In their own words, the subjects of this book present a rich portrait of the modern black middle-class, examining how cultural consumption is a critical tool for enjoying material comforts as well as challenging racism.
New York City has the largest population of black Americans out of any metropolitan area in the United States. It is home to a steadily rising number of socio-economically privileged blacks. In Black Privilege Cassi Pittman Claytor examines how this economically advantaged group experiences privilege, having credentials that grant them access to elite spaces and resources with which they can purchase luxuries, while still confronting persistent anti-black bias and racial stigma.
Drawing on the everyday experiences of black middle-class individuals, Pittman Claytor offers vivid accounts of their consumer experiences and cultural flexibility in the places where they live, work, and play. Whether it is the majority white Wall Street firm where they're employed, or the majority black Baptist church where they worship, questions of class and racial identity are equally on their minds.
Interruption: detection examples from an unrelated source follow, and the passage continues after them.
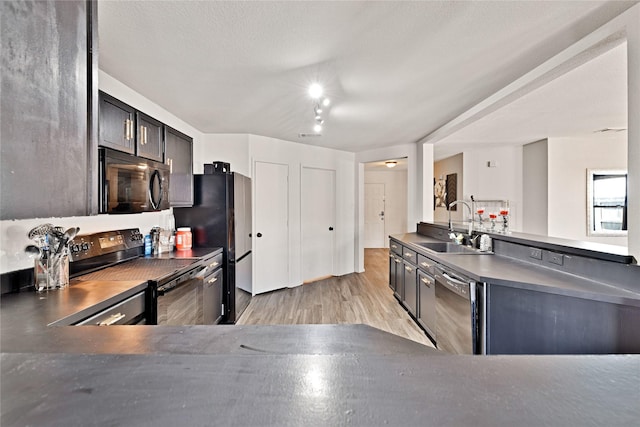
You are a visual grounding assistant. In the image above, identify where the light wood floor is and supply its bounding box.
[236,249,433,347]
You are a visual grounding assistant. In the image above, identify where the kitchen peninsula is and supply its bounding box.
[390,223,640,354]
[1,225,640,426]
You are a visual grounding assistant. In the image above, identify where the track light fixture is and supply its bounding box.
[309,83,331,133]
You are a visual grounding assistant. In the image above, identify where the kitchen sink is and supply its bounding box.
[416,242,487,254]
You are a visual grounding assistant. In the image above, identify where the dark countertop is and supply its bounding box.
[0,246,640,426]
[0,346,640,426]
[390,233,640,307]
[0,279,148,330]
[429,222,637,264]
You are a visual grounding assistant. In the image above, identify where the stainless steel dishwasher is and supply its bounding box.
[435,265,480,354]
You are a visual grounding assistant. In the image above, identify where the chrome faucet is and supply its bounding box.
[449,200,473,238]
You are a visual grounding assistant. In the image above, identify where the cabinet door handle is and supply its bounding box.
[420,277,431,286]
[98,313,126,326]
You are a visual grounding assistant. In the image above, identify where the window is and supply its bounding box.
[587,169,627,236]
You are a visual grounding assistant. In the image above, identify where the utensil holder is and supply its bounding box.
[34,253,69,292]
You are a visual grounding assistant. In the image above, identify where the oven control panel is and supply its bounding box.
[69,228,144,261]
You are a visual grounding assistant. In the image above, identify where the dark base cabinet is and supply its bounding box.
[416,270,436,342]
[486,285,640,354]
[402,261,418,316]
[389,253,404,301]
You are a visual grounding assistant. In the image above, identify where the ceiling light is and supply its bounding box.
[309,83,322,99]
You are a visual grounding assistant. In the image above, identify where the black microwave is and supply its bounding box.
[98,148,170,214]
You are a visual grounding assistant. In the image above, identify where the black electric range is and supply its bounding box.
[69,228,215,325]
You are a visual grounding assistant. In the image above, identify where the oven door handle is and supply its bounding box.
[158,279,191,296]
[193,266,209,279]
[440,271,469,286]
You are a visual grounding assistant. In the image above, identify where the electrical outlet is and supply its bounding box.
[549,252,564,265]
[529,248,542,259]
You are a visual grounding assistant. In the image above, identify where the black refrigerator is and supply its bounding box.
[173,172,252,323]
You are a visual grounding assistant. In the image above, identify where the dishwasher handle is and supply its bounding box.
[436,268,476,302]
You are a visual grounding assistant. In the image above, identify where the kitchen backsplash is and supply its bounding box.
[0,209,175,274]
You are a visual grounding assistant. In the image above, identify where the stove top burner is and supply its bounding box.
[76,258,195,282]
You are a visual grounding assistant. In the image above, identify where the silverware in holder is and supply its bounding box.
[25,224,80,292]
[33,251,69,292]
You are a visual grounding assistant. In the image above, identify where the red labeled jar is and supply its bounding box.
[176,227,192,251]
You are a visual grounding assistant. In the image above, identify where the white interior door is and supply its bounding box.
[301,167,336,282]
[253,162,289,295]
[364,184,386,248]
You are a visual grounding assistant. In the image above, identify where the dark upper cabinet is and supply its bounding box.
[0,0,97,220]
[136,111,164,162]
[98,92,136,154]
[164,126,193,207]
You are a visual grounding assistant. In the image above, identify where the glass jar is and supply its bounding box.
[176,227,192,251]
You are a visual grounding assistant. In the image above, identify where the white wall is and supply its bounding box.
[198,133,252,178]
[463,145,522,231]
[431,153,462,223]
[363,170,407,248]
[548,132,627,246]
[353,144,420,272]
[522,139,549,236]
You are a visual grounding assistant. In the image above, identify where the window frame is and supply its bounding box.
[587,169,629,237]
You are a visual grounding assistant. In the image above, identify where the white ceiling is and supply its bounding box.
[98,1,637,157]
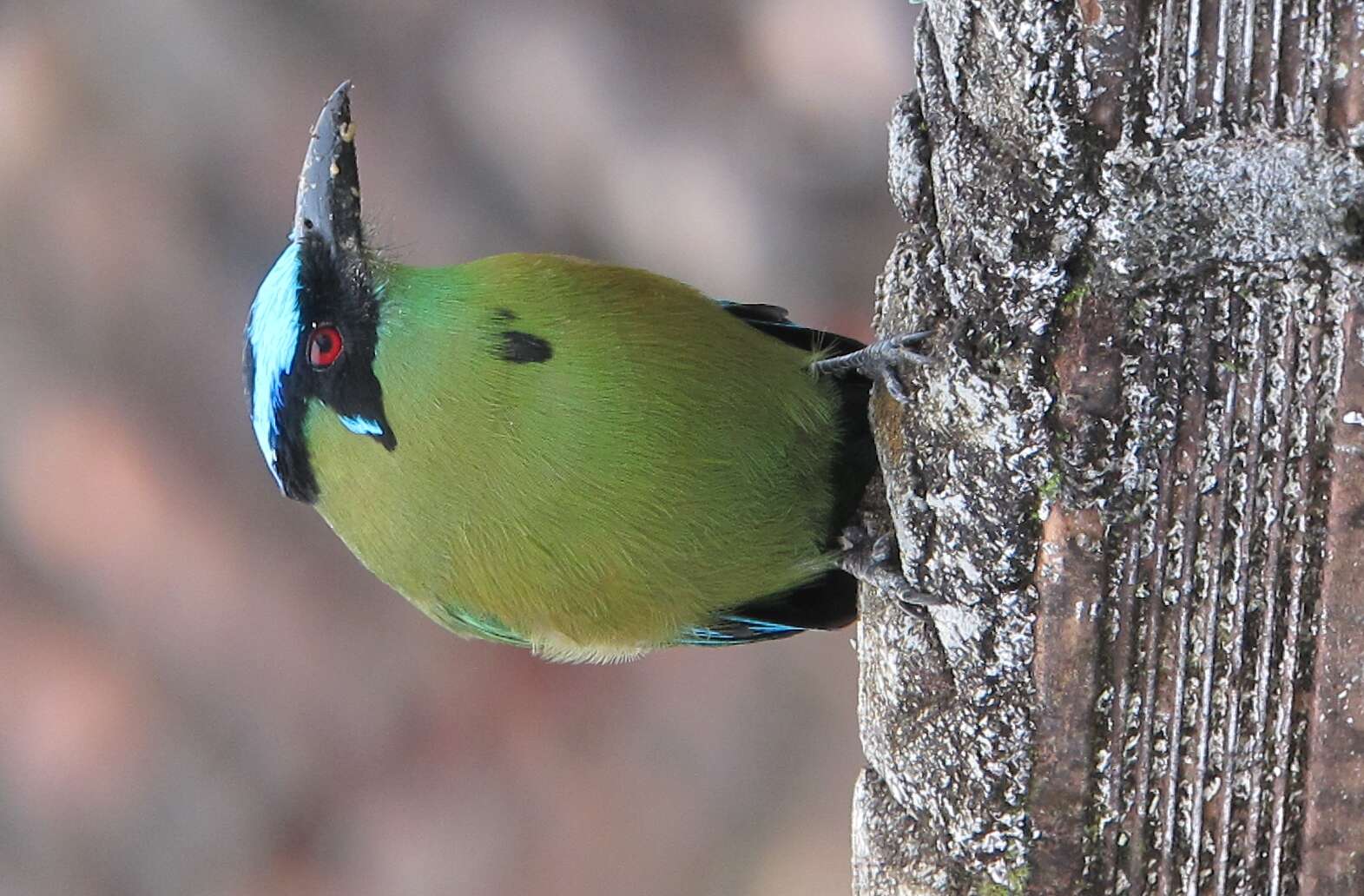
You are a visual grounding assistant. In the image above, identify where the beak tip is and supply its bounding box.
[293,78,360,246]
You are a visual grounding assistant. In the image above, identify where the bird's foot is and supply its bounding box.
[834,526,946,607]
[810,330,932,405]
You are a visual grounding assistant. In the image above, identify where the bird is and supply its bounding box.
[243,81,937,662]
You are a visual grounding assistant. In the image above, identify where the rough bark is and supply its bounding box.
[853,0,1364,894]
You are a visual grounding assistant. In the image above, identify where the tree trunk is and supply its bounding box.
[853,0,1364,894]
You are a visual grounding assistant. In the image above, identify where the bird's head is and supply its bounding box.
[243,82,397,502]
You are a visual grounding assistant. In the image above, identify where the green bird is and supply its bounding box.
[244,82,933,662]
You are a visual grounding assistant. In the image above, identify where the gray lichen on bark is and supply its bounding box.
[853,0,1364,893]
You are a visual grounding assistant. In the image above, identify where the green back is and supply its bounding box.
[306,255,839,659]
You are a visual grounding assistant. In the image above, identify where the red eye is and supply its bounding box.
[308,323,344,370]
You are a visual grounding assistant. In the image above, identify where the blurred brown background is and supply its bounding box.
[0,0,913,896]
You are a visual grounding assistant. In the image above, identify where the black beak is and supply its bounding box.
[293,81,361,254]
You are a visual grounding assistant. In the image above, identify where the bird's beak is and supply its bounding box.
[292,81,361,254]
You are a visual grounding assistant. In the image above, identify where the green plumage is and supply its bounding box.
[312,255,865,660]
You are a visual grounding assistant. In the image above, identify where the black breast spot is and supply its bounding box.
[497,330,554,364]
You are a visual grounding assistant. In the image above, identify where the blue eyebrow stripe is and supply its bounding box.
[247,243,303,488]
[337,415,383,435]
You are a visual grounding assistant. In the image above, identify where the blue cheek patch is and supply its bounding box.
[247,243,303,488]
[337,415,383,437]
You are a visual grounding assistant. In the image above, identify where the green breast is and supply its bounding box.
[306,255,839,659]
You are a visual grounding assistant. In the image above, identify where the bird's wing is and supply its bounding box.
[716,299,862,354]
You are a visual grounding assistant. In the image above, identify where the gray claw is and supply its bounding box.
[810,330,932,404]
[834,526,946,607]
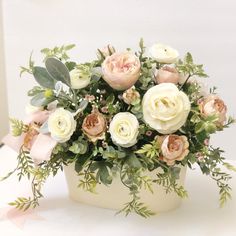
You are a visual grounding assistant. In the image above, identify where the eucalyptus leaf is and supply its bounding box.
[30,93,54,107]
[45,57,70,86]
[75,154,90,173]
[39,121,49,134]
[126,154,142,169]
[33,66,55,89]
They navigate divergent social worlds that demand, at times, middle-class sensibilities, pedigree, and cultural acumen; and at other times pride in and connection with other blacks.
Rich qualitative data and original analysis help account for this special kind of privilege and the entitlements it affords—materially in terms of the things they consume, as well as symbolically, as they strive to be unapologetically black in a society where a racial consumer hierarchy prevails.